Fig. (3).

γ-secretase cleavage sites within the TMDs of APP and the NOTCH1 receptor. Cleavage by β-secretase generates the N-terminus of the Aβ sequence. Subsequently, γ-secretase cleaves within the APP TMD at multiple sites. According to the sequential cleavage model, cleavage occurs initially close to the cytosolic border of the TMD at the ε-site or at the alternative ε-site (γ48), and then in two product lines along opposite surfaces of the helical axis of the substrate APP. Most recently, direct evidence for this model has been provided with the detection of corresponding tripeptides that are released after each sequential cleavage step [68]. This study also described detection of a tetrapeptide that would explain conversion of Aβ42 to Aβ38. Evidence for conversion of Aβ40 to Aβ37 is lacking. Cleavage of NOTCH1 by ADAM10 (S2 cleavage) generates a membrane-bound, C-terminal fragment that is a direct substrate for γ-secretase.

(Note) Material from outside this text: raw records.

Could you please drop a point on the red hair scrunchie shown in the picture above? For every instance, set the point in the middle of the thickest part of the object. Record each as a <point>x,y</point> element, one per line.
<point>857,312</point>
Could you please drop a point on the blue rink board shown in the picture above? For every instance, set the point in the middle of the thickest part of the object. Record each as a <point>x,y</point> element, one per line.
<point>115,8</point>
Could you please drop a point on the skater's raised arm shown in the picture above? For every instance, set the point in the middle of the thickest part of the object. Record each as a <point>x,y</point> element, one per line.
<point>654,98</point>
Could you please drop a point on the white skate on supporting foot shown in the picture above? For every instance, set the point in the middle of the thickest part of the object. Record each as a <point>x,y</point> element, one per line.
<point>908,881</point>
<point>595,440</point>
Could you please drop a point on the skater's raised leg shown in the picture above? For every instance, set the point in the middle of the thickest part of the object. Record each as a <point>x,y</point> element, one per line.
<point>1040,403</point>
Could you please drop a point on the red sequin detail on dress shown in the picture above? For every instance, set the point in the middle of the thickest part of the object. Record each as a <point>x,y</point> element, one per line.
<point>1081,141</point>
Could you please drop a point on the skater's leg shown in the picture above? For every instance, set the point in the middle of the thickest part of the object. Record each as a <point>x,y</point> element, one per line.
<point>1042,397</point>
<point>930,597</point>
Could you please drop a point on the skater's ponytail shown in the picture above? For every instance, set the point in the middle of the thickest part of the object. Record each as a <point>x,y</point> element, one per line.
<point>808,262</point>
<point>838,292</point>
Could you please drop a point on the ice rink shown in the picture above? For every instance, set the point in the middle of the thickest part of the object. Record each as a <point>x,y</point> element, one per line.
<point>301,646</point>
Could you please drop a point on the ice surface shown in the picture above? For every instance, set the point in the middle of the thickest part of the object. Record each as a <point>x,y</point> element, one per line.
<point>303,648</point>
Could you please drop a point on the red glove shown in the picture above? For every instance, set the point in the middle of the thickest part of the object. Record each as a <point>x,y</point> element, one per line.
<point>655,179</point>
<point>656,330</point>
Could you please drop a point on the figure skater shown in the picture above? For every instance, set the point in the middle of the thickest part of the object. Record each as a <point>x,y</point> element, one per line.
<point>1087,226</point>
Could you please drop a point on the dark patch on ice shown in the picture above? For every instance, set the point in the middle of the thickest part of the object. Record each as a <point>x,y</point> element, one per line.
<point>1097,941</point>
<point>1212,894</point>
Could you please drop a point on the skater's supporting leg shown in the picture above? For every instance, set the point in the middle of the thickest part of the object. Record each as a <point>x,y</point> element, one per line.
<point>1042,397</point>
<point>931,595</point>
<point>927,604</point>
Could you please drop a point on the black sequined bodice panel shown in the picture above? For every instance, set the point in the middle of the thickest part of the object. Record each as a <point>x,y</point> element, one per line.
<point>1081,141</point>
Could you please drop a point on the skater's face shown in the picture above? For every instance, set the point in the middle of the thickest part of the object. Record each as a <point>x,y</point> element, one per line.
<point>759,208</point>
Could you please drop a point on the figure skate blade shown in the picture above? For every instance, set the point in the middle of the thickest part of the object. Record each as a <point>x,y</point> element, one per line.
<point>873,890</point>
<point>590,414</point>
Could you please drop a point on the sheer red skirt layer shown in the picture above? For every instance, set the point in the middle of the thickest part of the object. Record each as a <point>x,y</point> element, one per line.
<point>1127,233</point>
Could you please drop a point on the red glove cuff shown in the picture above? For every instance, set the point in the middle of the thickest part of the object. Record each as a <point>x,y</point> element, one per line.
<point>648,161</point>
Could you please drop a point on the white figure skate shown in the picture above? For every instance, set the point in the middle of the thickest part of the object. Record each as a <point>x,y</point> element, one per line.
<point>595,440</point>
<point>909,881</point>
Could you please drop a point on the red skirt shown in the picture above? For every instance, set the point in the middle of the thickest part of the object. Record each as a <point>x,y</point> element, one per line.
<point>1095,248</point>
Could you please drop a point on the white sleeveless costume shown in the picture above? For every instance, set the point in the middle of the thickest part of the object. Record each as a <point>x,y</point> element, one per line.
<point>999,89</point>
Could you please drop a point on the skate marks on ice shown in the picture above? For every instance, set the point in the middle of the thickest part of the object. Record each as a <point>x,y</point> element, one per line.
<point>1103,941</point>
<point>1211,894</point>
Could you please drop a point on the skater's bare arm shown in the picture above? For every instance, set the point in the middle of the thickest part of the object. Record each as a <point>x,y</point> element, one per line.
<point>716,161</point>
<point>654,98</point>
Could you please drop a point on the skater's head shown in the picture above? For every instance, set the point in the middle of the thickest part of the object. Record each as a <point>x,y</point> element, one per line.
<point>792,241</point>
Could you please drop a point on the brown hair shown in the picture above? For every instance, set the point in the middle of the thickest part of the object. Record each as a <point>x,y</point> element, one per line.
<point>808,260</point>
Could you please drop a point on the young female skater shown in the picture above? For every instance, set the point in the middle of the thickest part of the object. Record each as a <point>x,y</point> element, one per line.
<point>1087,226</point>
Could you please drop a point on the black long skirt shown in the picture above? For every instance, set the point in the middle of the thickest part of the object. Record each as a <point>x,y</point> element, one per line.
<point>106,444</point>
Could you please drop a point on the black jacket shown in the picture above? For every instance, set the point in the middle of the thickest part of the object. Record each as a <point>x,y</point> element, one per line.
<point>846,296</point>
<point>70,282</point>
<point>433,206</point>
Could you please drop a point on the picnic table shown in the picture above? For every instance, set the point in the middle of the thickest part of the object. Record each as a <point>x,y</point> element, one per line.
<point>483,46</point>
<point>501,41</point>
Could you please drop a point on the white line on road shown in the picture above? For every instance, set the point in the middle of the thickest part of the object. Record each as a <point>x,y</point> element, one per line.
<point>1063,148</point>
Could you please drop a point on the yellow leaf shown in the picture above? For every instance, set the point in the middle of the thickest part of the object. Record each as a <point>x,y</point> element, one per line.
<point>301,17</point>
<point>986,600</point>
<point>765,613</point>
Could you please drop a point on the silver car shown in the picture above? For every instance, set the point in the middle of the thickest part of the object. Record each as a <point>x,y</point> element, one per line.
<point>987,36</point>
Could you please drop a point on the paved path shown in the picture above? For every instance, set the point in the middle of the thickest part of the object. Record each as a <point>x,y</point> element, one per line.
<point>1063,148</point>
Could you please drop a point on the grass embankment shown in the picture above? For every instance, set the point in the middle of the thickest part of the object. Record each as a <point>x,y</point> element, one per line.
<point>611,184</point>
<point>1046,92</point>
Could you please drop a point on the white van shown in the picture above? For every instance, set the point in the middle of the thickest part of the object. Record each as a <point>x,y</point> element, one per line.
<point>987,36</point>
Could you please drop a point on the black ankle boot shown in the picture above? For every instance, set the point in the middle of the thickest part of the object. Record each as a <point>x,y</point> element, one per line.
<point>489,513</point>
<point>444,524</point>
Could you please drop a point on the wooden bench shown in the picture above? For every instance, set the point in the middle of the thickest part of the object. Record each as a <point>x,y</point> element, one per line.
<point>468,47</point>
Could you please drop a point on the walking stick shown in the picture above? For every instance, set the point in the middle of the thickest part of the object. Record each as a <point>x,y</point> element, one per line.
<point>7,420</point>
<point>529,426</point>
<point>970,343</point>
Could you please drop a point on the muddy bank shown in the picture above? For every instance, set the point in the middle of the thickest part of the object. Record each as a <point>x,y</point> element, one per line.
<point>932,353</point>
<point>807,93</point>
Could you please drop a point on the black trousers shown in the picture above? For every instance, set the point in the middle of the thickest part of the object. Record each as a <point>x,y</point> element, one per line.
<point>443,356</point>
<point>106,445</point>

Cleavage occurs close to the cytosolic border of the TMD and results in release of the NICD domain (S3 cleavage). In addition, γ-secretase-mediated cleavage events in the middle of the TMD generate two peptides, Nβ21 and Nβ25, with differing C-termini analogous to the Aβ peptides (S4 cleavage) [113]. A similar dual-cleavage mechanism has been proposed for other substrates of γ-secretase [114, 198]. GSMs reduce the generation of Aβ42 and of the corresponding Nβ25 peptides, but spare γ-secretase cleavage at the ε-site and the S3-site and liberation of the AICD and NICD domains. This indicates that the topology of the γ-secretase cleavage sites within the TMD is crucial for the modulation of a given γ- secretase substrate by GSMs.